Ainsi le poète, sans qu’à aucun moment s’installe l’idée qu’il pourrait s’agir d’un exercice vain, propose au lecteur une excursion au sein de la galaxie du langage, dont on devine qu’elle constitue pour lui un espace quasi infini qui a partie liée avec le mystère, mystère que les mots sont censés lever (« Le mot / dit / l’ombre », V), mystère que leur ambiguïté promeut parfois (« Mot phare / Mot / Ment », IV), mystère des mots eux-mêmes (« nous ne savons rien des mots », VII), mystère de la vie des mots (« Quand le mot / revient / seul. / Il n’est jamais trop tard », V), mystère du mot créateur de mondes (« Il y aura l’extrême fin / dans la conscience du tout / un mot comme une délivrance / au tout début du monde », II).

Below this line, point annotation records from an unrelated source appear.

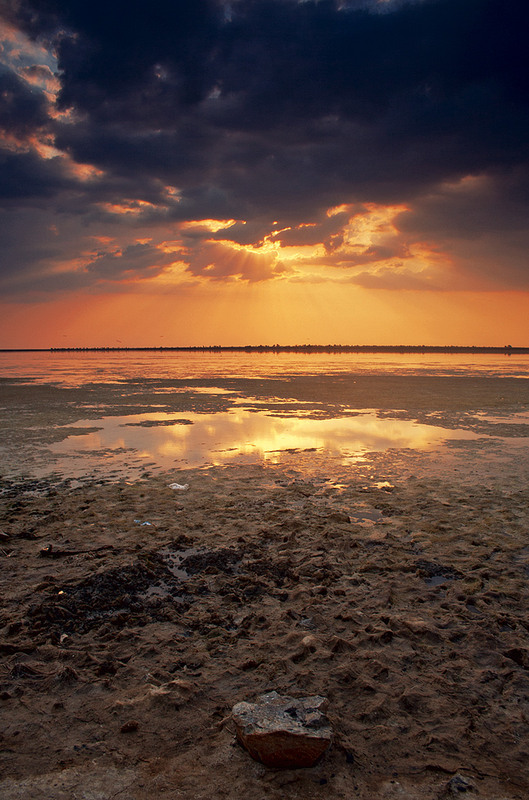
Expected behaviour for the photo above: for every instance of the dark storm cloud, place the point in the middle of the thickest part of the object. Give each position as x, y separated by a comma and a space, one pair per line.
138, 260
276, 110
23, 109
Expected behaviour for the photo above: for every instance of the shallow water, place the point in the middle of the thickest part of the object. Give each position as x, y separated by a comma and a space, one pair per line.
78, 368
113, 415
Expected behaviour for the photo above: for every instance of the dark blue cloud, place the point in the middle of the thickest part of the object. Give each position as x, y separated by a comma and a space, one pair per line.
263, 110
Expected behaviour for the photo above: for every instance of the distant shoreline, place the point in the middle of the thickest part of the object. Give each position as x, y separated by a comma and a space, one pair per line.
276, 348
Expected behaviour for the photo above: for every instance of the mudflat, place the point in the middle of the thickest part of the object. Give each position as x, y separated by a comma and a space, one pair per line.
134, 616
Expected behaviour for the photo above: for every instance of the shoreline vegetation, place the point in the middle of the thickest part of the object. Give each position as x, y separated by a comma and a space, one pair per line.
279, 348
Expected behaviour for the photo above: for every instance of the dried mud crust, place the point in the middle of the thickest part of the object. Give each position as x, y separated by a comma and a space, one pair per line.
124, 645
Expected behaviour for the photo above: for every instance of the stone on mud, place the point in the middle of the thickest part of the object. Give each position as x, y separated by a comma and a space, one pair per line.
283, 731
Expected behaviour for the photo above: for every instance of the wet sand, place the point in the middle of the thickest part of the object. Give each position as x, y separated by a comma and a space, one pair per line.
397, 588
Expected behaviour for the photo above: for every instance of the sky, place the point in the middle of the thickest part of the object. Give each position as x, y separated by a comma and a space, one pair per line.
198, 172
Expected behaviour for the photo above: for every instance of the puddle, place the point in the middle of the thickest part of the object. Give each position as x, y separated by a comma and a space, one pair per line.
162, 441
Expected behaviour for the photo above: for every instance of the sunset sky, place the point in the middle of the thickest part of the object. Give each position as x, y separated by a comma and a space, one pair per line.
194, 172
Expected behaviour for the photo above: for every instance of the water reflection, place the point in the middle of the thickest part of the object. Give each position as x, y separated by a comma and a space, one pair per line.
240, 435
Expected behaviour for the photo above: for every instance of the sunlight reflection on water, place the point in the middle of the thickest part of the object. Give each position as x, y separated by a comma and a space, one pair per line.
243, 436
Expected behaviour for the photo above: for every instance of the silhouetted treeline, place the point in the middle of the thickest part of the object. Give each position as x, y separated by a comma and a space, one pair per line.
280, 348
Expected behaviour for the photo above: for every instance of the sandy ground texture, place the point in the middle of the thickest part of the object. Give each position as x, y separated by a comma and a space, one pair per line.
134, 616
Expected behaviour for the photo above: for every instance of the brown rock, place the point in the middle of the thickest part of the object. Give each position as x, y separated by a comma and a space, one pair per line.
283, 731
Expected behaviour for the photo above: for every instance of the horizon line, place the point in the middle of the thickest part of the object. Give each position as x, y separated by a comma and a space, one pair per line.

Il va sans dire que la lecture de ce mince recueil, de format carré, sensible, mais retenu, suscite l’intérêt du lecteur. On y évolue dans un univers dont les composantes sont à la fois stellaires et maritimes. On y voit passer des voiliers, des bateaux, mais aussi le temps (« la clepsydre / au cœur de l’étoile », V).

Éclaté, l’univers du poète distribue à sa guise les élément d’un décor imaginaire (« Le vent dans les voiles de la nuit », V) dont les motifs reviennent de poème en poème : nuit, étoile, bateau, phare…

Pour finir, une affirmation presque pascalienne : « Seul le mot dissipe l’ennui » (VI).

                       

Présentation de l’auteur

Daniel Brochard

Daniel Brochard est né en 1974 à Parthenay (Deux-Sèvres). Très tôt attiré par le dessin, il découvre la poésie à 17 ans. C’est à cet âge que débute une longue maladie. Hospitalisé en 1994 et diagnostiqué schizophrène, il suit des études de philosophie, puis mène différentes activités. Peintre en bâtiment, saisonnier agricole, aide-documentaliste, puis étudiant en Documentation à Bordeaux, il est reconnu Adulte Handicapé en 2003. Directeur de la revue de poésie Mot à Maux et bloggeur, il commence sérieusement la peinture en 2005. Menant de front écriture poétique et peinture, il s’oriente aussi vers le roman. Il vit actuellement à Talmont-Saint-Hilaire (Vendée).